Chapter 9 File system tree
This section deviates from our main task, programming, and discusses computer files systems and how to access your files from R and from command line. We need it below mainly to be able to access data files, but also to understand better how does knitting and rmarkdown work (see Section 10.4), and how to prepare your code to run on a different computer (needed by, e.g., shiny, Section E).
Understanding the file system is also a valuable knowledge in itself, and helps you to avoid many problems later–both with coding and otherwise.
9.1 File system tree and working directory
Before diving deeper into the commands that one can use through terminal, we have to explain what are file system tree and working directory. These two concepts are extremely important for all kinds of text-based navigation. Moreover, these are central concepts in terms of how programs run and access file system, something that is necessary later when we are loading data from disk. Many common problems that novice programmers encounter when attempting to loading data boil down to misunderstanding these concepts.
9.1.1 File System Tree
Modern computers store its files and folders like a tree. You can imagine folders being branches that may branch further (contain other folders), and files being leaves, the “final ends” of branches. Let us explain this through an example.
Imagine there is a student Yucun. He is taking different courses, and he stores his schoolwork in a folder UW that is inside of his Documents folder.When look the content of his Documents folder in the file manager, we may see a picture like what is displayed here. You can see that he has two folders in there, Applications and UW, and a number of files.
He is using the folder UW to store his school stuff. He sorts it by the class he is taking, and hence the content of UW may look like what is shown here.
One of the classes he is taking info201. Inside the info201 folder he sorts the files into exercises, homework and stuff; and and there is also a lonely file cheatsheet.pdf.
This is a fairly typical layout of files and folders: there are folders, and folders inside folders, and files inside folders, and so on.
Instead of displaying a single folder’s content at time, we can also draw such a nested structure as a tree. The figure below does just that. To begin with, Documents is just one folder among his other stuff. Inside of Documents there are two folders: UW and Applications, for simplicity we do not mark the plethora of files in the latter.Further, UW contains other folders, including info201 which, in
turn, contains exercises, homework, stuff, and cheatsheet.pdf.
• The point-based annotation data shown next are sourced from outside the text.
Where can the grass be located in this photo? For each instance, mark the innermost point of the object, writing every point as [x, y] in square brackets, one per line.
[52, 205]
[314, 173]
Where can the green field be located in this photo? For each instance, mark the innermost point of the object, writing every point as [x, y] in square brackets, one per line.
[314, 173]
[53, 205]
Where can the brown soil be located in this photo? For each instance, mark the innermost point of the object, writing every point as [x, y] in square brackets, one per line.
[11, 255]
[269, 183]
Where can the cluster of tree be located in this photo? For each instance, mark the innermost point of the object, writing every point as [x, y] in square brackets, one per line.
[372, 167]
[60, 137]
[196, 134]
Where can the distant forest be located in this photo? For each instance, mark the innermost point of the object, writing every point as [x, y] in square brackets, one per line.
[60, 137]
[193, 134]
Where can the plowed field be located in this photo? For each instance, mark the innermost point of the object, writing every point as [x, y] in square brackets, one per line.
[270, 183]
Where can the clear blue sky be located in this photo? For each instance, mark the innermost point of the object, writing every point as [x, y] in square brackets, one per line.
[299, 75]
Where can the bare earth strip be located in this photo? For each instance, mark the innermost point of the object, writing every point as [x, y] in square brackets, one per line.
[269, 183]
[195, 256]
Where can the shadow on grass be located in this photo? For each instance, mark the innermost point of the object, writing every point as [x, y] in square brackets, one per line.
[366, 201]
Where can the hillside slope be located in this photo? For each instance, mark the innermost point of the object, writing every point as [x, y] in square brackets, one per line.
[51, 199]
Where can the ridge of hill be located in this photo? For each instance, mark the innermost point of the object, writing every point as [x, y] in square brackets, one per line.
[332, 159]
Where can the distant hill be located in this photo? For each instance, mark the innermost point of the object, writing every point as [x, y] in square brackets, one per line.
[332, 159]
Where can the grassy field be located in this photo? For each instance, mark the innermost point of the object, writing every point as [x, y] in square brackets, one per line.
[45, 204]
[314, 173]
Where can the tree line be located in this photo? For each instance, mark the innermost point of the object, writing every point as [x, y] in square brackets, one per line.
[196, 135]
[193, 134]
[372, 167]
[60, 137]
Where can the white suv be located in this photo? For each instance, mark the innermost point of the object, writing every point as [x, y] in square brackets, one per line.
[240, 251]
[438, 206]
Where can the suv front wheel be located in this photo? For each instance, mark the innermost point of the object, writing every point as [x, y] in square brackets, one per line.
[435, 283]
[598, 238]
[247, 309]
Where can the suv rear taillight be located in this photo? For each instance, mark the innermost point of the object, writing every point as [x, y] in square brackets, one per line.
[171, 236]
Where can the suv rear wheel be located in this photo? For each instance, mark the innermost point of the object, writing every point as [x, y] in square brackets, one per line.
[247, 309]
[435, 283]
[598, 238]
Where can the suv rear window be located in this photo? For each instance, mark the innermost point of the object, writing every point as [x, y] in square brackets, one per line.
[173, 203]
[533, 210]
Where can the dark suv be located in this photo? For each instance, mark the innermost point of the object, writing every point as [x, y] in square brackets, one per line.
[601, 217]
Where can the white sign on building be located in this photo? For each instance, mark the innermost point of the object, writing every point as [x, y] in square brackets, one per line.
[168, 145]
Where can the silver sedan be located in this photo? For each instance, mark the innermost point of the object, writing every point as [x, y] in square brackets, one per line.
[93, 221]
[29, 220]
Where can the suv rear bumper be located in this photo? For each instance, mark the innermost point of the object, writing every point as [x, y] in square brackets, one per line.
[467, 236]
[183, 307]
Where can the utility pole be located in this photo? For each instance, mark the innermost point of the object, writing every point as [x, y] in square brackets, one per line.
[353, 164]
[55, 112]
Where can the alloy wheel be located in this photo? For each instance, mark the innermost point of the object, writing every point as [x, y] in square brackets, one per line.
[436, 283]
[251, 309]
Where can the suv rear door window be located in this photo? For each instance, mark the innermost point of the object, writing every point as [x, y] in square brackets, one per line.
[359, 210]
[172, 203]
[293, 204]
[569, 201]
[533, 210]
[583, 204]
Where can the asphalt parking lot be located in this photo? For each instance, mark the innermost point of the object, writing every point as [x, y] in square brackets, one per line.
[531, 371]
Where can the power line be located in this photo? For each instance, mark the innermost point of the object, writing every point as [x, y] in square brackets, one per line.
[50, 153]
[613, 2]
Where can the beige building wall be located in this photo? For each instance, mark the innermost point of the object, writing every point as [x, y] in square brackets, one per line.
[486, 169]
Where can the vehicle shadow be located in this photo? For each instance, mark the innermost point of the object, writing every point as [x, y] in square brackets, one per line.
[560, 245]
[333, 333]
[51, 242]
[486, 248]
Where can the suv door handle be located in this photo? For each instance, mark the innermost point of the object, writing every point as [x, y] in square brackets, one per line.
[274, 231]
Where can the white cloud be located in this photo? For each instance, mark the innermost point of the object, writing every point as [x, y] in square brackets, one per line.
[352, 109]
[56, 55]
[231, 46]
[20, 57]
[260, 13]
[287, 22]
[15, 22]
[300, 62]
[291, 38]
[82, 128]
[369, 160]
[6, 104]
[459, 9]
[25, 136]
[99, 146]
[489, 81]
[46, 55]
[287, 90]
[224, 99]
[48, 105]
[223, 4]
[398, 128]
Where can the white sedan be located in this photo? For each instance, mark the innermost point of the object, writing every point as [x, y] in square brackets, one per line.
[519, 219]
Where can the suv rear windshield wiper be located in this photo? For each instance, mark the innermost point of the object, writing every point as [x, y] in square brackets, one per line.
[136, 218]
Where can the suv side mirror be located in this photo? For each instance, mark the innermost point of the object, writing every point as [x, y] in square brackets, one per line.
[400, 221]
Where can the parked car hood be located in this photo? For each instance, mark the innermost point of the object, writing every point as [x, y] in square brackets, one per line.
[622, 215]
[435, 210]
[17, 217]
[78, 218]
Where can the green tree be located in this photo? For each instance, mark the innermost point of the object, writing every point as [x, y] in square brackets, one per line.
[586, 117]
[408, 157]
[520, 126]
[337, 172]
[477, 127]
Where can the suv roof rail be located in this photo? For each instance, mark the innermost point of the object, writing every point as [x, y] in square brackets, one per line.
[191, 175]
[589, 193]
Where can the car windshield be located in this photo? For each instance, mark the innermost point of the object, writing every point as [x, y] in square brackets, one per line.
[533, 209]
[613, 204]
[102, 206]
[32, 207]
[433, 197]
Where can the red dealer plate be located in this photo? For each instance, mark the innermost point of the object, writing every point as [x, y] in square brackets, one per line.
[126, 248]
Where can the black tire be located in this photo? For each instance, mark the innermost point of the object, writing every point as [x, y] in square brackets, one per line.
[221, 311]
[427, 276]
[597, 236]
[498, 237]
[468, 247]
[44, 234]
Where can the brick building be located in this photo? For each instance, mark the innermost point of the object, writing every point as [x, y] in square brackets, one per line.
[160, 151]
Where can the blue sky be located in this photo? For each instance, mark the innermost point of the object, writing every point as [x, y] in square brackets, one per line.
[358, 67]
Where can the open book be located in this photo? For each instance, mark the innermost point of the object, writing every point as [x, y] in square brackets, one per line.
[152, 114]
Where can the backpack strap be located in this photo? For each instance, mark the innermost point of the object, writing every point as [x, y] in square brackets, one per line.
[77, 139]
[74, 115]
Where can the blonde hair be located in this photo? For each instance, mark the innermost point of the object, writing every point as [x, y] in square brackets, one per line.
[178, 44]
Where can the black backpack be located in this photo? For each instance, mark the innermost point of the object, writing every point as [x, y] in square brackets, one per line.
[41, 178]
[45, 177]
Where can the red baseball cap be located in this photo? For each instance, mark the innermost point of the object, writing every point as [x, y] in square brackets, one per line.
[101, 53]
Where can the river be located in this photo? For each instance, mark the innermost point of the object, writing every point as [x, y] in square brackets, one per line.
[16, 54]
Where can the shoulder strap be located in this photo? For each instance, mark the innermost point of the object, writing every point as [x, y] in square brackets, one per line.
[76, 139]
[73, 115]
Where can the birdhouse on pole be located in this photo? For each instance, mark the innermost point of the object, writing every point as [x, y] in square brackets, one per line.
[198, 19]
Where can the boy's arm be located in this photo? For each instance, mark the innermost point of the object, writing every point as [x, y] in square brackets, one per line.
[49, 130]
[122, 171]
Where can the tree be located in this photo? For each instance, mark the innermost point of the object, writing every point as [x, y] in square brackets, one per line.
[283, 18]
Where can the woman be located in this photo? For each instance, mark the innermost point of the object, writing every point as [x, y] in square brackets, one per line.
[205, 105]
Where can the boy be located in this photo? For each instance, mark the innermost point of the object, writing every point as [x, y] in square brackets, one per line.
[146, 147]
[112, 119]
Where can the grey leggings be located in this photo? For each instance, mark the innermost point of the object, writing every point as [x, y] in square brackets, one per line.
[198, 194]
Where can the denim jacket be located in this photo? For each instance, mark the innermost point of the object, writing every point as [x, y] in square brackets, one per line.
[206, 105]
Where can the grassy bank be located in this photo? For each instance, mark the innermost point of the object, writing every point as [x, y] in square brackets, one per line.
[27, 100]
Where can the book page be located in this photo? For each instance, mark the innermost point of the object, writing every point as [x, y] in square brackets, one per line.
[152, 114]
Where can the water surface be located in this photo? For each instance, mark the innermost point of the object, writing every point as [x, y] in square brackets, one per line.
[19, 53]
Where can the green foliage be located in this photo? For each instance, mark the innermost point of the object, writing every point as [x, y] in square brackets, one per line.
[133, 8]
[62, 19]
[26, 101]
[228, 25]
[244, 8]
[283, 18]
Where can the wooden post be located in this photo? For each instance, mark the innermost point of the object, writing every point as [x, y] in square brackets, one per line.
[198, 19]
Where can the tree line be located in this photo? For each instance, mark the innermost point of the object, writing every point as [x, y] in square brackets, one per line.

Obviously, there are more files
and folders in his computer, some of which are denoted here as dots
...
.
Root of the tree is marked as “Yucun’s stuff” (more about it below). Traditionally, the tree is depicted upside down, so the root is at the top, and all branches and leaves are down. The root has four branches: Documents, Pictures, Music and Downloads. The pictures folder contains two pictures, fractal and Ross Lake–. We can imagine that pictures, and other files, like cheatsheet.pdf are leaves of the tree as those do not branch any further.
Exercise 9.1 Draw a similar file system tree for your computer. Include in it a) your documents folder; b) your folder where you keep info201 stuff; c) your pictures folder; d) a few images in your picture folder. Include also a few other folders and files. Mark some additional ones with dots.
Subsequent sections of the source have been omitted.